Pour aller plus loin sur le pilotage financier global de votre restaurant, consultez notre guide complet sur les ratios de rentabilité en restauration.
10. Questions fréquentes sur les fiches techniques en restauration
Qu'est-ce qu'une fiche technique en restauration ?
Une fiche technique est un document standardisé qui décrit précisément une recette : liste des ingrédients avec grammages bruts et nets, procédé de fabrication étape par étape, coût matière par portion, allergènes présents et photo de dressage. C'est l'outil central de gestion en cuisine professionnelle, indispensable pour maîtriser vos coûts, garantir la régularité des plats et faciliter la formation du personnel.
Comment calculer le coût matière d'une recette ?
Listez chaque ingrédient avec son grammage net par portion, son prix d'achat HT au kilo et appliquez la formule : coût ingrédient = (grammage en kg) × (prix au kg).

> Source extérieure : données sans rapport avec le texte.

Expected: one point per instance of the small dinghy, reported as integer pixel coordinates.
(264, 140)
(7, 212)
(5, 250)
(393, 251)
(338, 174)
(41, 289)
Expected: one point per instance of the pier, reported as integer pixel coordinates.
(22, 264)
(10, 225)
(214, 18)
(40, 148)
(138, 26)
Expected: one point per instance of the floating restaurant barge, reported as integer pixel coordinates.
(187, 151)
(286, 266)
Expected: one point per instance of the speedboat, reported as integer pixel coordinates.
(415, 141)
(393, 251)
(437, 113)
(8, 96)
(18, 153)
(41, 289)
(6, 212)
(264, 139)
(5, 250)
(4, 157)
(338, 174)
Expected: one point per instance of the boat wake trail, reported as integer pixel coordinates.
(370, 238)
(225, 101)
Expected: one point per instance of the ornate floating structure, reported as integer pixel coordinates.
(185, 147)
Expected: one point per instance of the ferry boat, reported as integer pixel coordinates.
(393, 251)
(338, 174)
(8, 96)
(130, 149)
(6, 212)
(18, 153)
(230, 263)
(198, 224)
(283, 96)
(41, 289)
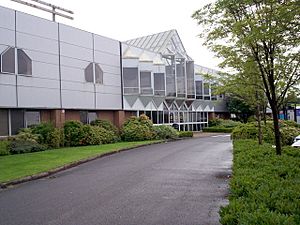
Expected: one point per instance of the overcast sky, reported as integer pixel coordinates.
(128, 19)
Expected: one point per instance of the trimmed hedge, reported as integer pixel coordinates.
(265, 187)
(186, 134)
(250, 131)
(138, 129)
(218, 129)
(165, 132)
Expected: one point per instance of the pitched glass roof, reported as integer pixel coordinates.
(166, 43)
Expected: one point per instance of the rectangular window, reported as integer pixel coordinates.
(92, 116)
(83, 117)
(32, 118)
(17, 120)
(145, 80)
(131, 82)
(199, 90)
(159, 84)
(190, 79)
(4, 128)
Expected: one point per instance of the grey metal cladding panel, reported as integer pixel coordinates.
(33, 82)
(7, 37)
(29, 97)
(106, 45)
(112, 80)
(45, 71)
(75, 36)
(31, 42)
(43, 57)
(7, 18)
(114, 90)
(76, 52)
(79, 87)
(8, 90)
(107, 59)
(36, 26)
(78, 100)
(106, 101)
(8, 96)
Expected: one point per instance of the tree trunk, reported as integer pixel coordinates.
(276, 129)
(258, 116)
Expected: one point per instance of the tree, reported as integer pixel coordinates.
(266, 32)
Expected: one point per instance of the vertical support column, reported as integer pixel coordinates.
(58, 117)
(119, 118)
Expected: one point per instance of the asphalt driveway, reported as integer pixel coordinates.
(182, 182)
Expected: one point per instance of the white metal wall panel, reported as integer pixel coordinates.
(31, 97)
(36, 26)
(107, 45)
(75, 36)
(8, 90)
(7, 18)
(71, 99)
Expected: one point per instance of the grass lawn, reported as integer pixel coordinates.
(18, 166)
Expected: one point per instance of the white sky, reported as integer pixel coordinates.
(128, 19)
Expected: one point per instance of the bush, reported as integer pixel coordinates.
(43, 131)
(165, 132)
(19, 146)
(73, 133)
(4, 147)
(138, 129)
(107, 125)
(94, 135)
(186, 134)
(264, 189)
(223, 123)
(218, 129)
(250, 131)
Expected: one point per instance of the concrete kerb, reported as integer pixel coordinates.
(68, 166)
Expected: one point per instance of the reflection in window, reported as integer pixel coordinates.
(88, 73)
(24, 63)
(32, 118)
(4, 122)
(8, 61)
(131, 82)
(159, 83)
(98, 74)
(145, 80)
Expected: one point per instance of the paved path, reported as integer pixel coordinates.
(180, 182)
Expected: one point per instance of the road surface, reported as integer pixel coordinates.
(182, 182)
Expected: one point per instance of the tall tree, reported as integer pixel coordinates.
(264, 31)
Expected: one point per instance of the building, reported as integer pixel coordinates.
(54, 72)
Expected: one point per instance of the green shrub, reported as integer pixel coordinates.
(165, 132)
(26, 134)
(19, 146)
(223, 123)
(264, 189)
(250, 131)
(43, 130)
(186, 134)
(73, 133)
(94, 135)
(4, 147)
(138, 129)
(218, 129)
(107, 125)
(56, 138)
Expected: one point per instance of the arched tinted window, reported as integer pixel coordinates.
(8, 61)
(24, 63)
(88, 73)
(98, 74)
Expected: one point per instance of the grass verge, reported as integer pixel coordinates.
(13, 167)
(265, 188)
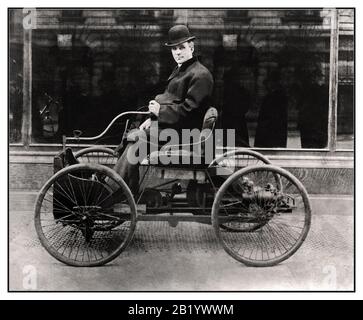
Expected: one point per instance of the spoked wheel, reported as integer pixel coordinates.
(82, 220)
(226, 165)
(278, 221)
(100, 155)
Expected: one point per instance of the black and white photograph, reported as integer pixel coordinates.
(169, 149)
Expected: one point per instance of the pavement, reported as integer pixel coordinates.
(189, 258)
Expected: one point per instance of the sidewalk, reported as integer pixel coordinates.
(188, 258)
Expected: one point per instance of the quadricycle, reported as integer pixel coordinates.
(86, 215)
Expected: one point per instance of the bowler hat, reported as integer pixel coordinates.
(177, 35)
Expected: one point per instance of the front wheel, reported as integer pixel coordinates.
(83, 220)
(279, 220)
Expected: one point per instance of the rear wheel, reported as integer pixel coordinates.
(82, 220)
(228, 163)
(279, 221)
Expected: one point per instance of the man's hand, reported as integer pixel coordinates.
(154, 107)
(146, 124)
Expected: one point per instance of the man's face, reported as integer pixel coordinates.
(182, 52)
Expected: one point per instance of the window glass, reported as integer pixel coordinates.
(15, 74)
(271, 70)
(345, 112)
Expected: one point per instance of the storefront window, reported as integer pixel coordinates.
(271, 71)
(15, 75)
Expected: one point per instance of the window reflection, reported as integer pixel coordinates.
(271, 71)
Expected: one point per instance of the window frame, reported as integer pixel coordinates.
(330, 150)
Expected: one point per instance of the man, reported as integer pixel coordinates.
(183, 103)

Additionnez tous les coûts pour obtenir le coût matière total par portion. N'oubliez pas d'intégrer les pertes de préparation (rendement épluchage, désossage) dans vos grammages bruts, car elles peuvent représenter 10 à 40 % du poids acheté selon le produit.
Quel coefficient multiplicateur utiliser pour fixer le prix d'un plat ?

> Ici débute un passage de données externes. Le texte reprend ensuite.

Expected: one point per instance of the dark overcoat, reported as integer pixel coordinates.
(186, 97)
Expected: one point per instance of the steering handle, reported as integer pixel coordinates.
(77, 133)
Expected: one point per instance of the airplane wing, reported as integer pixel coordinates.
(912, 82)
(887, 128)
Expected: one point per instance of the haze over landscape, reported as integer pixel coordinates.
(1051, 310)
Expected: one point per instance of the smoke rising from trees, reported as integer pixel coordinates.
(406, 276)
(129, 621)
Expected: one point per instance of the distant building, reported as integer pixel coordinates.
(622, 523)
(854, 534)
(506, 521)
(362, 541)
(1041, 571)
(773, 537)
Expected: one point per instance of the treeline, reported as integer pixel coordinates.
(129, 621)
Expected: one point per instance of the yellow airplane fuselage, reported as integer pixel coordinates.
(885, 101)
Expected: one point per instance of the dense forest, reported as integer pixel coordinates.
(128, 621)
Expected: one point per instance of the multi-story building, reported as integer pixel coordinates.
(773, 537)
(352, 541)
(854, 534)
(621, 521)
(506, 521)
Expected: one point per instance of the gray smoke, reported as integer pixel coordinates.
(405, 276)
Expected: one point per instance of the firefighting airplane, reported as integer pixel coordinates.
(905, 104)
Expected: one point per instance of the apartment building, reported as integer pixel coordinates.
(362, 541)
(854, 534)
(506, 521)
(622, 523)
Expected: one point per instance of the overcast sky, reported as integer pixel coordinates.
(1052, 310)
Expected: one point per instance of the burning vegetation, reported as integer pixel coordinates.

Le coefficient standard en restauration traditionnelle se situe entre 3,5 et 4,5, correspondant à un food cost de 22 à 29 %. Pour la restauration rapide, il descend à 2,5–3,5 (food cost 28–40 %). Pour la gastronomie, il monte à 4,5–7 (food cost 14–22 %). Le coefficient se calcule ainsi : prix de vente HT = coût matière × coefficient. Adaptez-le en fonction de la concurrence, du positionnement et de la valeur perçue de chaque plat.

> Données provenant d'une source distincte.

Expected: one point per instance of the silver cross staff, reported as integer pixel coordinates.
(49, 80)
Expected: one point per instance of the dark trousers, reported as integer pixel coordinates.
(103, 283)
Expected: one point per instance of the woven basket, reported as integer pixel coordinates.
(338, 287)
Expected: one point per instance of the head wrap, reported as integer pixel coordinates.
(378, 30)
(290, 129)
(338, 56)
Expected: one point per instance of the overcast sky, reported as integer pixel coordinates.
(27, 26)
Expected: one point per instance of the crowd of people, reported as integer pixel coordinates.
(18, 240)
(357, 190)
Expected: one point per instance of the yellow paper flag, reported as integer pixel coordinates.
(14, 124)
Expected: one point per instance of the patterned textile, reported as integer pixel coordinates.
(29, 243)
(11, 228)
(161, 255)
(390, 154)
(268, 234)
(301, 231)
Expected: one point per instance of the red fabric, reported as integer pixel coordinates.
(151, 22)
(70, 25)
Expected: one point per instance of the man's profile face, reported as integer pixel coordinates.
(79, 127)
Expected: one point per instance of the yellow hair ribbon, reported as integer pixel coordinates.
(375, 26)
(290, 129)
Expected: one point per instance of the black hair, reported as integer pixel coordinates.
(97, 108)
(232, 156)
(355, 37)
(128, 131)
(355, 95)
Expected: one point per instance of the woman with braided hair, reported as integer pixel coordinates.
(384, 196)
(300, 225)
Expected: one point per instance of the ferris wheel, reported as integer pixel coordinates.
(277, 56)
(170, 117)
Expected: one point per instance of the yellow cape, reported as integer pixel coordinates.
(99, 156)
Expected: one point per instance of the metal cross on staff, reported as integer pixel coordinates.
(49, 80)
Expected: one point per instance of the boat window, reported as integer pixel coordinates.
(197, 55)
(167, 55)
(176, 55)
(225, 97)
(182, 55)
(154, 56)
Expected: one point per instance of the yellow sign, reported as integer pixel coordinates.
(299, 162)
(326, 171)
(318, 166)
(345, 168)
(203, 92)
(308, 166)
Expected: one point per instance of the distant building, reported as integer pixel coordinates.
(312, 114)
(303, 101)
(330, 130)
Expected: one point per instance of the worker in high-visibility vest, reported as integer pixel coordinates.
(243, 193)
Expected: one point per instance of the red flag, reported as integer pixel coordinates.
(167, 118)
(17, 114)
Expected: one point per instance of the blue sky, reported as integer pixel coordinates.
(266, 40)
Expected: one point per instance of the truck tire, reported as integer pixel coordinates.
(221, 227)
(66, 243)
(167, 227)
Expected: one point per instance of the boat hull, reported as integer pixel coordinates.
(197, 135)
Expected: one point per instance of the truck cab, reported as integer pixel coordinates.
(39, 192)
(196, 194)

Quels grammages par personne pour les principaux aliments ?
Les repères standards par portion en restauration traditionnelle sont : viande rouge 150–180 g net, volaille 150–200 g net, poisson 140–170 g net, féculents cuits 180–220 g, légumes d'accompagnement 150–200 g, riz/pâtes crus 60–80 g (avant cuisson). Ces grammages varient selon le type de restaurant et la structure du menu (entrée + plat + dessert vs plat unique).
Faut-il faire ses fiches techniques sur papier ou sur logiciel ?
Un logiciel de gestion est nettement préférable dès que vous dépassez 20 recettes actives. Les avantages : recalcul automatique des coûts quand un prix fournisseur change, mise à jour immédiate du food cost théorique, gestion des allergènes centralisée et intégration avec la gestion des stocks. Le papier ou Excel reste viable pour un très petit établissement avec peu de plats, mais il devient rapidement source d'erreurs dès que les prix fluctuent.
À quelle fréquence mettre à jour ses fiches techniques ?
Mettez à jour les prix d'achat au minimum tous les mois, ou à chaque réception si vos prix fournisseurs fluctuent (produits frais, marché). Révisez les grammages et procédés à chaque changement de carte ou de recette. Faites un audit complet de toutes vos fiches techniques au moins une fois par trimestre pour vérifier que les food costs théoriques correspondent à la réalité des achats.
Comment intégrer les allergènes dans une fiche technique ?
Chaque fiche technique doit lister les 14 allergènes majeurs à déclaration obligatoire (règlement INCO). Ajoutez une ligne dédiée sous chaque ingrédient concerné ou une section récapitulative en bas de fiche. Mentionnez aussi les risques de contamination croisée liés à votre environnement de production. Cette information doit être accessible au personnel de salle pour répondre aux questions des clients, conformément à la réglementation européenne.